垂直落下式サミング

名探偵コナン 世紀末の魔術師の垂直落下式サミングのレビュー・感想・評価

3.5
夜中に、吸血鬼映画をみてドキドキな歩美ちゃん。その夜、ベランダで羽休めしている怪盗キッドに遭遇して、さらにドキドキ。ワイルドでミステリアスな正体不明タキシードイケメンに萌える乙女心のくすぐりかた。わかってらっしゃるのですね。女子人気高めと思われる初期劇場版コナン。
ロマノフ王朝の秘宝・インペリアルイースターエッグを盗んだ怪盗キッド。しかし、彼は逃走中に何者かに銃撃され、海に姿を消してしまう。エッグを取り戻したコナンたちは、キッドの行方、そしてエッグにまつわる謎を解き明かす。
オープニングは、いつものテーマソングの裏に不協和音のようなサックスの演奏が被さってくる奇妙な変奏曲で、怪盗キッドのトリックスターっぷりを表現している。
ニッポンでお宝さがし。あまり意味の通らない合言葉があったり、お宝にもうひとつ仕掛けがしてあったり、そのからくりを説くことで真に意味のある情報が開示されるのが、カリオストロやラピュタっぽい。謎が明かされて本当の意味がわかるシーンは、映像的にとても神秘的なからくり仕掛けになっていた。
蝶ネクタイ型変声期を使って、これまで映画に出てきた人たちの声を出して、敵を追い詰めていくのはやり過ぎな気もするけど、舐めてた小学生が名探偵だったカタルシスが得られる。
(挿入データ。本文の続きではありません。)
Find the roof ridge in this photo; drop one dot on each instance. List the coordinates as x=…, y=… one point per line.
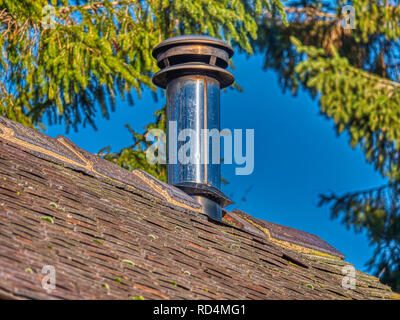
x=63, y=151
最後の最後で、コナンの口からロマノフ王朝の血統をめぐる謎の真相が語られて、キッドがおいしいトコロを持ってく。ちょっと切なくてオシャレな締めくくりだけど、蘭だけ真相を知らなくてかわいそう。
この頃はまだキャラが定まる前だったのか、白鳥刑事に得たいの知れないミステリアスな雰囲気をまとわせているが、実は…。敵はラスプーチンってわけ。ばーろー!